I totally understand the Python 2 support. I've been using Docker for all my local environments for a couple years and using Python 3. I use a separate Python 2 Docker container, mount my code in there and run the Fab scripts there. Then there's no crossing the streams with trying to keep Python 2 and 3 in the same environment as the app runs in its own Python 3 container.
For something simple, running on a single box, I just use Fabric to script out anything I need.

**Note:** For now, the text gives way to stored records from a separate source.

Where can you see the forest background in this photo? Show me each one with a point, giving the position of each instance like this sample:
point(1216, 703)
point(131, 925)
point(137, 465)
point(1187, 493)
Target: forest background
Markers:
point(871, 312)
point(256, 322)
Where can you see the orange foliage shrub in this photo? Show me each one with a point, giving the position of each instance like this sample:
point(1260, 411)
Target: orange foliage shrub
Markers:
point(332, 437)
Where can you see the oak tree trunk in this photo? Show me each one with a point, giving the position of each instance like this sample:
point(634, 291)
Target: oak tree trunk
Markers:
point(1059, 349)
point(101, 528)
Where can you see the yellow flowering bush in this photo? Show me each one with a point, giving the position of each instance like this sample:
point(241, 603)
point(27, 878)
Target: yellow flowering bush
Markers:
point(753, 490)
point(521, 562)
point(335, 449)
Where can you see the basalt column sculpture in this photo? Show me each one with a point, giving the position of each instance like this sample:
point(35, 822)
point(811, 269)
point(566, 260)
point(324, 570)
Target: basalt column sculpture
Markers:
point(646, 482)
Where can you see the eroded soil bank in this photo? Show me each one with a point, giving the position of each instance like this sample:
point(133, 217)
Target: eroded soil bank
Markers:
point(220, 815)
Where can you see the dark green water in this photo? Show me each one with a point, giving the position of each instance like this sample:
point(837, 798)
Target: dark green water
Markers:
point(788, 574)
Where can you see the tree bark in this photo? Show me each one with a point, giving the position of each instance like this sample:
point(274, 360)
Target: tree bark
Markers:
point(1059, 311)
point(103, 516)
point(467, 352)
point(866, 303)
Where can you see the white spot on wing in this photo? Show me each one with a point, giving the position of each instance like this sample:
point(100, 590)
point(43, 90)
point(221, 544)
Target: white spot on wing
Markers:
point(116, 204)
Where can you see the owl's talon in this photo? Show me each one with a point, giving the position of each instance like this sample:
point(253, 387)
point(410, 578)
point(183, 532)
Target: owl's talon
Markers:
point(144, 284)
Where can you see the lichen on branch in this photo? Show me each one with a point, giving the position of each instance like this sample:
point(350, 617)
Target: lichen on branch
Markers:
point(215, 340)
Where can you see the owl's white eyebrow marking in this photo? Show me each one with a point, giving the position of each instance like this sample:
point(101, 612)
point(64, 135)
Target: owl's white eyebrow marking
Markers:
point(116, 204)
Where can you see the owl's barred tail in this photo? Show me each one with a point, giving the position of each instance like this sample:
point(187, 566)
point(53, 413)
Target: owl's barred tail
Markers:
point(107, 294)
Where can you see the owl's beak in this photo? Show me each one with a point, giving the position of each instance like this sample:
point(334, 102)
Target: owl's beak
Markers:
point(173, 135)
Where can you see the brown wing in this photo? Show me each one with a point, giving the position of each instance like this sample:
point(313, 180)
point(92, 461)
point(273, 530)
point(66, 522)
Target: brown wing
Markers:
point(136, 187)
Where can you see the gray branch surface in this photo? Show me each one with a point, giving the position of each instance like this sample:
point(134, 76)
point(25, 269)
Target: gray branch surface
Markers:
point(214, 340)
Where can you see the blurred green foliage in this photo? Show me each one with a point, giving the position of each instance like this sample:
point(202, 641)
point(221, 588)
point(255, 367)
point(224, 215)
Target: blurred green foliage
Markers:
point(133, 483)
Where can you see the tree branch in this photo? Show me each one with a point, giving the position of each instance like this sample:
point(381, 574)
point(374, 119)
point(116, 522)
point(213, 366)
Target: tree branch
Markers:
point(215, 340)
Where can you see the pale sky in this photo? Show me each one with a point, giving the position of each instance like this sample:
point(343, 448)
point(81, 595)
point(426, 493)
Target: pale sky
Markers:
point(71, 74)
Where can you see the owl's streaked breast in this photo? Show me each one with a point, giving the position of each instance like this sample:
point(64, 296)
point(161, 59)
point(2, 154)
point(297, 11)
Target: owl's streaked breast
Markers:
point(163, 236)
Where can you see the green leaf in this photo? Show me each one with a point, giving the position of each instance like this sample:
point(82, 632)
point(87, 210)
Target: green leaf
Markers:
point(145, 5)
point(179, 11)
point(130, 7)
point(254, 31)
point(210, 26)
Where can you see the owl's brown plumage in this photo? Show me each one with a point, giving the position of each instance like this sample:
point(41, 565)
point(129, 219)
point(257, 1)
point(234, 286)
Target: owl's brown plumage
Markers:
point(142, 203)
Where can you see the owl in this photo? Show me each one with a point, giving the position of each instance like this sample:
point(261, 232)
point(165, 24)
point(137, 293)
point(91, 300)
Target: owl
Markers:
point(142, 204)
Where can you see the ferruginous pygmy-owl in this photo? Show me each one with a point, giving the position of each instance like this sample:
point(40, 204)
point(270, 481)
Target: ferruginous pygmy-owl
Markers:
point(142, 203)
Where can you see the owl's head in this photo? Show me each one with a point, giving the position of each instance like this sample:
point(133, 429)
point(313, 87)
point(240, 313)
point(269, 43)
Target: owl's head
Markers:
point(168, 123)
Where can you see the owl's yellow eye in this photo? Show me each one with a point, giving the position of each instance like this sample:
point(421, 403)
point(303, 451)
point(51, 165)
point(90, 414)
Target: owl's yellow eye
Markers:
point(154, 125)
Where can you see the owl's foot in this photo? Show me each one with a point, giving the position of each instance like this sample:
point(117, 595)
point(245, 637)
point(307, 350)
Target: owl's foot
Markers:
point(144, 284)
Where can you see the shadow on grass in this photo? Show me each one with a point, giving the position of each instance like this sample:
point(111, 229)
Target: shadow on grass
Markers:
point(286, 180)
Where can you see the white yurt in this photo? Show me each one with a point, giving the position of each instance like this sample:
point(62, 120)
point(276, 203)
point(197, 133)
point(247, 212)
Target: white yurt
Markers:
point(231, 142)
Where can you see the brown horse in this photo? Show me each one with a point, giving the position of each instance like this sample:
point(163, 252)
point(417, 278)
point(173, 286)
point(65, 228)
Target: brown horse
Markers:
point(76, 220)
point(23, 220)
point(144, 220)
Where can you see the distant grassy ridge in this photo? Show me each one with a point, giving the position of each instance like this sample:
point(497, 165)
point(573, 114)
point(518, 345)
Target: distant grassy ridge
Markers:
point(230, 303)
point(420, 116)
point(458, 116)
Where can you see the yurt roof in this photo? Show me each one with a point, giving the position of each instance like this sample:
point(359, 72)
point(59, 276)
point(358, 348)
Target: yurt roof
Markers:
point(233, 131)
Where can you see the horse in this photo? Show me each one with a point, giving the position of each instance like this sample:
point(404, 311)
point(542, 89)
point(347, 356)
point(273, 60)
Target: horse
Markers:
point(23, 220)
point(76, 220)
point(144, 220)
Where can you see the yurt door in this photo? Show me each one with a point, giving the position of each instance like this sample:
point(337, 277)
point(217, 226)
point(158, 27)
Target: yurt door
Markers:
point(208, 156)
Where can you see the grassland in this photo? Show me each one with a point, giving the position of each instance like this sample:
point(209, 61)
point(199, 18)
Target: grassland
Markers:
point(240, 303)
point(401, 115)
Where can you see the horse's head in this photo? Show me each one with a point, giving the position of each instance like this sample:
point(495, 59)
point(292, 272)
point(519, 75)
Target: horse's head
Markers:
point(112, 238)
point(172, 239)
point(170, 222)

That could be as simple as doing a git pull and restarting a service via SSH. I also use it for Docker-based deployments too. For example: CI server builds a Docker image and publishes to a private (or public) registry on merge CI server runs a Fabric script that pulls new Docker image on server and restarts service via SSH For things that need multiple instances, auto-scaling, and a load balancer, I use AWS exclusively. It's really easy to interact with all of their services using the official Python SDK (boto3). Again, I script all of that with Fabric, even if all I do is call AWS services, and never open an SSH connection. This may not be the sexiest way to do things, but I've deployed several apps (Django and other Python frameworks) with this approach and it continues to get the job done for me, even with AWS.
I think the thing that sets it apart is concurrency: goroutines are cheap to create and it's easy to communicate between them using the channel type. I know there are ways to do things concurrently in many languages, but Go's approach makes things easy to reason about in my opinion.